Het toneel was in rookwolken gehuld. Ik onderscheidde verscheidene microfoons en muziekstandaarden, toetseninstrumenten, een drumstel. Een jonge vrouw bracht een wierookvat op en hing het aan een standaard. Ik keek om me heen en telde een zestigtal bezoekers. Dat het een cultalbum was wist ik, maar dit is wel erg weinig publiek, bromde iemand achter mij. Het was nog niet gezegd of daar gonsde door de zaal: hij is er zelf ook, kijk! Bij de bar was te zien dat Boudewijn de Groot, met vrouw en kinderen was binnengekomen. Maar niet voor lang. De zaallichten doofden en daar klonk al het geroezemoes dat aan de eerste tonen van Babylon voorafgaat.

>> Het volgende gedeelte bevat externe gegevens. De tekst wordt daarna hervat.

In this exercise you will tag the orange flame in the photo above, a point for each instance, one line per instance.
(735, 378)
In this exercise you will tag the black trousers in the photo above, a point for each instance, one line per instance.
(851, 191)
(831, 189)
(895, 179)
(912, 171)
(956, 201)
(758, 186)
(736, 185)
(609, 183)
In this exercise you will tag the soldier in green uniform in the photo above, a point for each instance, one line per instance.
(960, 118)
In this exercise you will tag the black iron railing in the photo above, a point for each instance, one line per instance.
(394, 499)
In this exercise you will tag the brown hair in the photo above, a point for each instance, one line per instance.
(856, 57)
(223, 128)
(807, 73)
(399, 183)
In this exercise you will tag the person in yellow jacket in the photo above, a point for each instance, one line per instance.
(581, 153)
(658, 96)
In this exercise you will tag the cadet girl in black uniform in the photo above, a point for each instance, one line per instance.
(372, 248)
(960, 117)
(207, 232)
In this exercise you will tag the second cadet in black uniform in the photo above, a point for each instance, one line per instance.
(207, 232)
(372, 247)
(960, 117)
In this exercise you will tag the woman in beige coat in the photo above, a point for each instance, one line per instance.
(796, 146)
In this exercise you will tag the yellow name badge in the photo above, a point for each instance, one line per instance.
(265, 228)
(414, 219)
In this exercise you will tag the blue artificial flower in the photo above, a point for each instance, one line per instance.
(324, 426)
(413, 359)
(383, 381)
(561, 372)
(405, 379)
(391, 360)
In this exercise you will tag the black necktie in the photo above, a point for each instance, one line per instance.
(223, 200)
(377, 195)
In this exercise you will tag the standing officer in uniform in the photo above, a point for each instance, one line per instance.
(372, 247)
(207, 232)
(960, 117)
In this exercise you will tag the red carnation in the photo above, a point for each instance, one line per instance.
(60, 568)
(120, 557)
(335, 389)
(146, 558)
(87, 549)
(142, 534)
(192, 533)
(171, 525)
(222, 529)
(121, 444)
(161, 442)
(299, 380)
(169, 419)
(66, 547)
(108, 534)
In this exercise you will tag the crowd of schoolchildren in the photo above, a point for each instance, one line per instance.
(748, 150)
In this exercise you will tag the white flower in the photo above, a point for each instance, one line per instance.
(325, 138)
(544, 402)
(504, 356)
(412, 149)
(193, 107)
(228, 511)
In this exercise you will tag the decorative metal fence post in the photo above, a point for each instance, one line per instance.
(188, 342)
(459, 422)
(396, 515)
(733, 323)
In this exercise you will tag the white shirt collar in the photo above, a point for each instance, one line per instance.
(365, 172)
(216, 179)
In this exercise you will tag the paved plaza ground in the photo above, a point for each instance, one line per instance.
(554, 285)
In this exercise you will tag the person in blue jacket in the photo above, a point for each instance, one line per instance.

De muziek was hard. Het psychedelische undergroundgeluid was verrijkt met voortschrijdend inzicht van hardrock en metal. Feesten van herkenning werden afgewisseld met hels kabaal dat de oren teisterde en de ingewanden los trilde. Het onschuldig ingezette rondedansje ter ere van de Duivel – waar woont de zwaan / kinderen van de maan / dochters van Varaan / en de god Waldaan / noem de naam – ontspoorde in een oorverdovend en eindeloos herhaald Satan is hier.
Het echode nog langer na.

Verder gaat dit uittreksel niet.